Most games today have about as much in common with their 20 year old ancestors as Bill Gates does with Steve Jobs. I’ve had an on again – off again relationship with games since the 80’s and still remember the enchantment of stealing away to my uncle’s TV room (maybe it was a living room, but all I cared about was the TV) and turning on the wood grain 2600 to play Indiana Jones ignoring that I had no idea in hell what to do. Now my progeny arrived kicking and screaming and I’m left wondering not if he’ll like games but how will his influences affect him?
I got my NES for Christmas around two years after picking up the one button joystick of the Atari; of course it came with the ever famous Mario/Duck Hunt pack in. Soon I was sitting slack jawed on the floor trying to make my parents watch me play Blaster Master until I got stuck and get anyone that would to play Duck Hunt. Most of my friends however were a different story. All but one of them, I would eventually come to learn, didn’t really care about playing games or Nintendos. The two kids I really grew close to couldn’t be more different than one another. With Chris, I played more games than I could have wished. It started off with just midnight Mech Warrior marathons when we were younger eventually evolving into all night Dungeons and Dragons spectaculars. We couldn’t be closer and did everything together. Gregg on the other hand is the buddy I got into trouble with and had the time of my life away from the TV. It turned out I would eventually get him to play a shit ton of Mario Kart. Somehow it seemed everything I did, I did with him too.
Those guys shaped my life. If it wasn’t for Chris I wouldn’t really care about games.
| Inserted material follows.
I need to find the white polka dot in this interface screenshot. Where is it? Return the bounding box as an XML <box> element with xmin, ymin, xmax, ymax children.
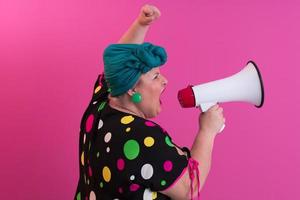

Meanwhile, Gregg gave me my sense of humor and rebellious streak. Now I’m left thinking about my little boy wondering what might influence him. Of course, games will always be here but does that elevate them to something remarkable or just label them mundane? I understand that he and I will get enjoyment from many of the same things as that’s the bond of parenthood, but don’t his friends have just as much influence on him?
Now that he has traversed through his fussy stage (for the most part) I find myself hoping that in a lot of ways he will be like me. Fortunately, I’ve come to realize that I’m actually more excited about how he won’t be like me so I can watch him become an entirely different person than myself. I want him to introduce me to new experiences that I would scoff at otherwise. I’ve never been a person to shy away from something new.
This is where his friends come in and how important they are to me as a father. I want him to gravitate towards kids that will influence him in positive ways no matter what they are. If he turns out to have friends that show no interest in video games, so be it. I’ve discovered that all I’m concerned about is him having positive experiences. I’m not so naïve to think that he won't have friends that suck, everyone does, but I have a fatherly worry that will never go away. I’ve resigned myself to the feeling that I will always harbor the need to press X for Jason. I couldn't be happier.